I kept writing a few words and deleting them, feeling like I had nothing coherent to add to the conversation (which I realize now was anxiety, from our incoming winter storm as well as the Events of the Day). But I kept checking back, and reading & re-reading comments, and I finally realized that was one answer: community. And drawing strength from other people when I need it – so many responses here really resonated.
I have joined a local progressive political action group, and I’m on the committee focused on voting rights. Just being at the meetings is a crucial reminder for me that I am not alone – either in despair, fear, or the “moment of light” that the group leader ends each meeting with.
I am reading Ross Gay’s second book of Delights, and reminding myself to notice the small joys that come each day. The site and the Discord are on that list, every single day.
Yesterday, I took my niece (on a visit to see her boyfriend) and said boyfriend to brunch. I was sorry to see that the TV above the bar was showing the Events, but at least the sound was off and I could ignore it. The restaurant was full of Black and Hispanic families, as were the servers, which made it a choice, but from the buzz of conversations people were focused on each other and the OTT delicious food (seriously, the largest breakfast burrito I have ever seen).
I spent yesterday morning selling Girl Scout cookies with my 7yo. We finally went inside after 4 hours of selling to all the dog walkers, baby walkers landscapers, and canadians on vacation (perks of living in the AZ desert). We made fancy grilled cheese sandwiches for lunch and then watched the Spice Girls movie.
I was reflecting on how I made it through the last time this happened, and I realized that I spent his entire presidency either pregnant (2 babies) or nursing said babies. Hormones! I am not electing to do that again, so I will have to find another means of making it through.
As someone who lives in a neighborhood adjacent to those affected by the CA wildfires, I am reminding myself of the outpouring of support people have offered – so much that many places were no longer accepting physical donations and that over $100 million in monetary donations has been raised so far. We know people who have lost their homes and most of their possessions, and the love and support offered to them by our extended community is inspiring. So, while some in our government act like a-holes, I remind myself that there are many who are willing to help.

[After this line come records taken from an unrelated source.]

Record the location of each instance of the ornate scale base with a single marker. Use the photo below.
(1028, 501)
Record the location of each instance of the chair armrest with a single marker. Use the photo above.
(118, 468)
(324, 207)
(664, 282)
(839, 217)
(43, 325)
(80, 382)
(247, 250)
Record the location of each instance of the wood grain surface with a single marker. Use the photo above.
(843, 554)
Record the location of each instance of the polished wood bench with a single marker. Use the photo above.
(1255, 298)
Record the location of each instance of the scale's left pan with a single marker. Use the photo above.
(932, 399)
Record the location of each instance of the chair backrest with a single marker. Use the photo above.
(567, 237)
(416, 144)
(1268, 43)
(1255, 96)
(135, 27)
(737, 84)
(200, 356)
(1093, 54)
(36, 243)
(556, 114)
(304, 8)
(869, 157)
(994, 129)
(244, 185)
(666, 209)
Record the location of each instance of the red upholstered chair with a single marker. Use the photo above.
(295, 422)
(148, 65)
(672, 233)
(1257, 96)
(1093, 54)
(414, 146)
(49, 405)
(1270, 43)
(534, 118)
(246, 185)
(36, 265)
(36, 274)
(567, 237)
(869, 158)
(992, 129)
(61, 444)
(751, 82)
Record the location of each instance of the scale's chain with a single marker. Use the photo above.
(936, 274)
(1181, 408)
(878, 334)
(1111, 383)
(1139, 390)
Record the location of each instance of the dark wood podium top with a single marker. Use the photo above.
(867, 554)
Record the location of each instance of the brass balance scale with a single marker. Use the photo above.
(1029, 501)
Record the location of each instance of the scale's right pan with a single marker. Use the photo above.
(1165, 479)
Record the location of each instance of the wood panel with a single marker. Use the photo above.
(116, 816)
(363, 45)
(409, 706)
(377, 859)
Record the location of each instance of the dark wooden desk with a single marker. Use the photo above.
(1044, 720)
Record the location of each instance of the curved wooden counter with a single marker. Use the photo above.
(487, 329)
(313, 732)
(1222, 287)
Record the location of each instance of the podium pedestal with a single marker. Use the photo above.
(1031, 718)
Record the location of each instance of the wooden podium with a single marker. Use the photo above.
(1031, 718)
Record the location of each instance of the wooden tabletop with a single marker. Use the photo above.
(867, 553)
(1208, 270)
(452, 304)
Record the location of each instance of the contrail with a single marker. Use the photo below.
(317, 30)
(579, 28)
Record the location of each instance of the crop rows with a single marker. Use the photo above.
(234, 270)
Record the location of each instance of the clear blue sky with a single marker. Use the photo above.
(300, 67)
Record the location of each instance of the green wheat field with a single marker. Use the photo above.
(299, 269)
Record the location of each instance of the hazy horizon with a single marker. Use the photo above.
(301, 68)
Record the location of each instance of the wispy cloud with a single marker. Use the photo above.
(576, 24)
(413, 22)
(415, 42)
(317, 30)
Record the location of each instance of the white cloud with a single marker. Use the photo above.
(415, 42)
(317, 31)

(My family was only affected by unhealthy levels of smoke, and we luckily had family outside the affected area who took us in until the air quality improved.)
I found a reading challenge from the Black Feminist Library (posted a couple of weeks ago on Insta) and I realized that this year might be the year I finally tackle some books and authors that I’ve been meaning to read for years: Octavia Butler, bell hooks, Audre Lorde, Alyssa Cole, Nana Asma’u, and others. The idea is to read books that fit 25 out of 40 prompts, though you can certainly read all 40!
I’m going to do some recentering of faith in my life and work on building community and supporting the people I love. It’s just too easy to get distracted and insular and I’ve realized that neither of those things is helpful to me. I’m going to clean my apartment and get ready for Ramadan and learn things that uplift my heart.
(There’s no ceasefire, folks, they’ve just redirected from Gaza to the West Bank – specifically Jenin right now.)
delete my comment – missed the mark, there – my bad
I am going to be loading up Stanley Tucci cooking shows and immersing myself in food and lovely locations.